Le déficit de données économiques et financières révélé par la crise financière mondiale récente a empêché une détection efficace des risques économiques qui s’accumulaient. Huit ans après le début de la crise, les décideurs et les statisticiens savent déjà mieux identifier et corriger ce manque d’informations, mais les objectifs dessinés en 2009 par le Groupe des 20 pays avancés et émergents (G-20) sont encore loin.
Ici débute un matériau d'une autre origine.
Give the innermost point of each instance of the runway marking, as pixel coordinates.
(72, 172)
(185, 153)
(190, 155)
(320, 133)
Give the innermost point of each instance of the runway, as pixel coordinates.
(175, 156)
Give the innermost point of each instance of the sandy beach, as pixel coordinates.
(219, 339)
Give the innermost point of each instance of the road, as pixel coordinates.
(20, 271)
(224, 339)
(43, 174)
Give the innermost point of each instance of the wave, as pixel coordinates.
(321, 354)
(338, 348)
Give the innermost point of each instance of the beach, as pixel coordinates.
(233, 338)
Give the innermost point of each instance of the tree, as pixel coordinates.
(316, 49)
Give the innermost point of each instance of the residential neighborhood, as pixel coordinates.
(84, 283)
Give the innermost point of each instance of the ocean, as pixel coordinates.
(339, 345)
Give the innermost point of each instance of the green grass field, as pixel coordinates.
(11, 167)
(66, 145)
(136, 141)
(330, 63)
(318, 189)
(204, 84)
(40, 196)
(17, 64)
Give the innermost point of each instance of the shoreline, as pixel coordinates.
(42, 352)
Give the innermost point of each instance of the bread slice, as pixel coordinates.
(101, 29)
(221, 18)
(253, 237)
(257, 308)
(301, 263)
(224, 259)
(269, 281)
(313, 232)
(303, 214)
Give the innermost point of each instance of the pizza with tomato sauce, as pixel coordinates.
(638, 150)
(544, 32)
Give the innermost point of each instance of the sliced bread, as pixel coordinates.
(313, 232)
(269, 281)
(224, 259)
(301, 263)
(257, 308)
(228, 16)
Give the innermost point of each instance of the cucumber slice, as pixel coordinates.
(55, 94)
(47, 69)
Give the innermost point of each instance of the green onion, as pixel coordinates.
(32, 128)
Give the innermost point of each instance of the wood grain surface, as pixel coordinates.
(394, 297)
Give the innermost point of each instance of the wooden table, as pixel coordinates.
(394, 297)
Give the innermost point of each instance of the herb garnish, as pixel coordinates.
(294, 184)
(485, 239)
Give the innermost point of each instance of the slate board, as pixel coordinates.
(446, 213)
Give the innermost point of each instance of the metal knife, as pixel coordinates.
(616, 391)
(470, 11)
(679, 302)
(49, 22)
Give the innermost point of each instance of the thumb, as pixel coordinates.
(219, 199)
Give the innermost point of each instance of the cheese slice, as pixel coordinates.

L’«initiative contre les lacunes en matière de données», dont la première phase s’est achevée en septembre 2015, concerne des informations importantes, qui permettent de suivre à la fois les établissements financiers et les tendances mondiales (processus de «surveillance»). De nombreuses organisations qui établissent des statistiques économiques et financières y participent. Le G-20 (Afrique du Sud, Allemagne, Arabie saoudite, Argentine, Australie, Brésil, Canada, Chine, Corée du Sud, États-Unis, France, Inde, Indonésie, Italie, Japon, Mexique, Royaume-Uni, Russie, Turquie et Union européenne) a autorisé le lancement d’une deuxième phase.

Réforme réglementaire

L’initiative vise à recueillir des informations essentielles à la mise en œuvre des réformes réglementaires mondiales pour éviter que les problèmes rencontrés par un établissement financier ne se répercutent par-delà les frontières et ne perturbent la stabilité du système financier international. Des informations s’imposent en effet dans les domaines suivants.

Solidité du système financier : Le FMI publie depuis longtemps une série de statistiques — les Indicateurs de solidité financière — essentielle pour la surveillance et l’évaluation de la santé et de la solidité du secteur financier dans son ensemble. Les données se concentraient d’abord sur la santé des banques. En raison des mutations rapides de l’environnement financier et des réformes réglementaires mondiales engagées après la crise, la liste des indicateurs a été revue en 2013, et elle met davantage l’accent sur les établissements financiers non bancaires. En outre, plus de 100 pays sont couverts désormais, contre 45 en 2008.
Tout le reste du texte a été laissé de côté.